Clinical sepsis was defined as sepsis with at least two signs (temperature >38 °C or <36.5 °C, tachycardia >200/min, new onset or increased frequency of bradycardias or apneas, hyperglycemia >140 mg/dl, base excess <−10 mval/l, changed skin color, increased oxygen requirements) and one laboratory sign (C-reactive protein >1 mg/dl, immature/neutrophil ratio >0.2, white blood cell count <5/nl, platelet count <100/nl) and antibiotic treatment for ≥5days, but no proof of causative agent in the blood culture. Blood-culture confirmed sepsis was defined as clinical sepsis with proof of causative agent in the blood culture24.

Pneumonia was defined as infection with at least one radiological sign (e.g. infiltrate on X-ray) or new deterioration of gas exchange (frequent desaturations, increased oxygen requirements) and at least four clinical/laboratory signs, i.e. tachycardia >200/min, new onset or increased frequency of bradycardias or apneas, new onset of tachypnea/dyspnea, putrid tracheal aspirate, more frequent need of tracheal aspiration, temperature instability; C-reactive protein >2 mg/dl, immature/neutrophil ratio >0.224.

Moderate to severe intracerebral haemorrhage (ICH) was defined as grade II–IV ICH according to Papile25.

Periventricular leukomalacia (PVL) was defined as white-matter brain injury, characterized by cystic degeneration of white matter near the lateral ventricles as diagnosed by ultrasound imaging which was applied in all participating centres.

Retinopathy of prematurity (ROP) was defined as higher stage ROP requiring intervention (crytherapy, laser therapy or anti-VEGF treatment).

FIP requiring surgery was defined as the occurrence of spontaneous intestinal perforation with the need for laparotomy and the macroscopic diagnosis of isolated FIPs as described by the attending surgeon.

NEC requiring surgery was defined as clinical NEC classified as Bell Stage II or Bell Stage III with the need for laparotomy with or without resection of necrotic gut, and the macroscopic diagnosis of NEC.

Patent ductus arteriosus (PDA) surgery was defined as required surgical ligation of PDA.

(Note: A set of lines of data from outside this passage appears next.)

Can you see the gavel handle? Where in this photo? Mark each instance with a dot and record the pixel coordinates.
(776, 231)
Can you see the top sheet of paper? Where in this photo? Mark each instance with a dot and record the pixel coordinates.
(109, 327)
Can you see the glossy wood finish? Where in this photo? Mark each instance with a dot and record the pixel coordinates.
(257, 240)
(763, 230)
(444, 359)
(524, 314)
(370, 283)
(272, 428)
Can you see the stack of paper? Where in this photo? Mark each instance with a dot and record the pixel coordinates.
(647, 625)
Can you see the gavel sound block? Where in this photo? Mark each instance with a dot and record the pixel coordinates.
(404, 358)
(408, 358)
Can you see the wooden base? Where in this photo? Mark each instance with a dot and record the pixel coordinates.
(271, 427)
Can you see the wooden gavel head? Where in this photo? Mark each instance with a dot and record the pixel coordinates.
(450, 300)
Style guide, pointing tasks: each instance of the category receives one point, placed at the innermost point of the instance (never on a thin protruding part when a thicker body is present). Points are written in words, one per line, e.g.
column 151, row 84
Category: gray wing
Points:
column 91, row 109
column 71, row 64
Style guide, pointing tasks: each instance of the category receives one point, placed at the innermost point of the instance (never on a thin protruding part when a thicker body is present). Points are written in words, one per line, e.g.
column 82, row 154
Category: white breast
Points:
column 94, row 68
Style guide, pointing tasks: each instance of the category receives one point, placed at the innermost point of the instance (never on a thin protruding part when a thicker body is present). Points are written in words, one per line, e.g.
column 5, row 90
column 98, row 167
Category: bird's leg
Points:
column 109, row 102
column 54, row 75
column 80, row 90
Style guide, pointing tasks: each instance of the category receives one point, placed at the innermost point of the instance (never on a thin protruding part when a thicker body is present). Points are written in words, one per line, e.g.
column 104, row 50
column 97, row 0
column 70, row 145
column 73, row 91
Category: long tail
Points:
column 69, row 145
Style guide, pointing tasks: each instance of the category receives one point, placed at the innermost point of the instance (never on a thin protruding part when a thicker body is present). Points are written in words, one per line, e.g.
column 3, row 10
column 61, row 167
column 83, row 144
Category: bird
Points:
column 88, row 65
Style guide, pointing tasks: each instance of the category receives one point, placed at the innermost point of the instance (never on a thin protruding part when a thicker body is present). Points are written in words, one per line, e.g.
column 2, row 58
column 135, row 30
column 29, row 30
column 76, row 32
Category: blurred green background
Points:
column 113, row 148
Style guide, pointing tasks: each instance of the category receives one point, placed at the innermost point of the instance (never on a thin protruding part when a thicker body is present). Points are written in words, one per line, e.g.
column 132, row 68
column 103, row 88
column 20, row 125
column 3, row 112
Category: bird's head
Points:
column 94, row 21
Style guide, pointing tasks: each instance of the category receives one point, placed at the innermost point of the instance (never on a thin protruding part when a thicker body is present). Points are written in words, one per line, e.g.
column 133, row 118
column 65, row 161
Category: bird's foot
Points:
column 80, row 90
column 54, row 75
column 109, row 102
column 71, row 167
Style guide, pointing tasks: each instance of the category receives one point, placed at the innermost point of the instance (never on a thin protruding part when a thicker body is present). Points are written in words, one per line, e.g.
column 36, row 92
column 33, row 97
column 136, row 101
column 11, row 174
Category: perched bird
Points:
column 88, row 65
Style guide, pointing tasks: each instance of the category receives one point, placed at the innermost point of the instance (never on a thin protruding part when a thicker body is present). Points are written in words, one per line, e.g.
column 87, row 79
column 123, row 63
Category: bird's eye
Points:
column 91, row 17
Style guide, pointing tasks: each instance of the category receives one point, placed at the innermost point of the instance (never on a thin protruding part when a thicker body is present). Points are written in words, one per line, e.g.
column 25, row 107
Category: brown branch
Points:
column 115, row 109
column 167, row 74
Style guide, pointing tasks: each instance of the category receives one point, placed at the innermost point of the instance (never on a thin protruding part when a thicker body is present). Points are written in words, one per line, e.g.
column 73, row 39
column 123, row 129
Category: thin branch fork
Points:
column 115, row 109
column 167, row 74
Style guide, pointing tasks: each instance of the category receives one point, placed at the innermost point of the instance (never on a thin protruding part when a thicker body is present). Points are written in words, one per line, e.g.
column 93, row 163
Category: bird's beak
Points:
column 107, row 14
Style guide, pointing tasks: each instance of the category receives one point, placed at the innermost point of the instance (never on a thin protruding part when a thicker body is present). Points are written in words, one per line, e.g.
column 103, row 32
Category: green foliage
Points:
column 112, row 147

Bronchopulmonary dysplasia (BPD) was defined as need for oxygen supplementation or ventilation support at 36 weeks corrected age.

Death was defined as mortality during primary stay in hospital.

Clinical Parameters

Gestational age was calculated from the best obstetric estimate based on early prenatal ultrasound and obstetric examination. Small for gestational age was defined as birth weight percentile <10 according to gestational age26.

Severity of RDS was characterized as categories of peak FiO2 in the first 12 h, i.e. mild RDS: FiO2 0.21–0.39, moderate RDS: FiO2 0.4–0.59, severe RDS: FiO2 ≥0.6.

Drug treatment of Patent Ductus arteriosus (PDA) was defined as treatment of PDA with ibuprofen or indomethacin.

Postnatal steroid treatment was defined as any systemic treatment with steroids (hydrocortisone, (methyl-) prednisolone or dexamethasone).

Statistical analysis

Univariate analysis: Study populations were compared using univariate techniques. Continuous variables (gestational age, birth weight, Apgar scores) were evaluated with Mann-Whitney-U test. Categorical variables (e.g. gender) were evaluated with a two-tailed Pearson-Chi-square test.

Multivariate analysis: Logistic regression analyses were performed for all outcomes subjected to univariate analysis to adjust the effect of LISA for known confounding variables, particularly gestational age per week, small-for-gestational age, inborn, antenatal steroids, gender and multiple birth. Mode of surfactant administration was included as an independent categorical variable with surfactant treatment via ETT as reference. To address independent factors associated with FIP we additionally included reported or assumed risk factors for FIP requiring surgery based on literature11,12,13,27 such as amniotic infection syndrome as cause of preterm birth, inotropes in the first 24 hours, exposure to postnatal steroids and exposure to drug treatment of PDA. Odds ratios (OR) and 95% confidence intervals (CI) were calculated. A p-value of <0.05 was considered statistically significant. Missing data were not imputed. Data analysis was performed using the SPSS 22.0 data analysis package (Munich, Germany).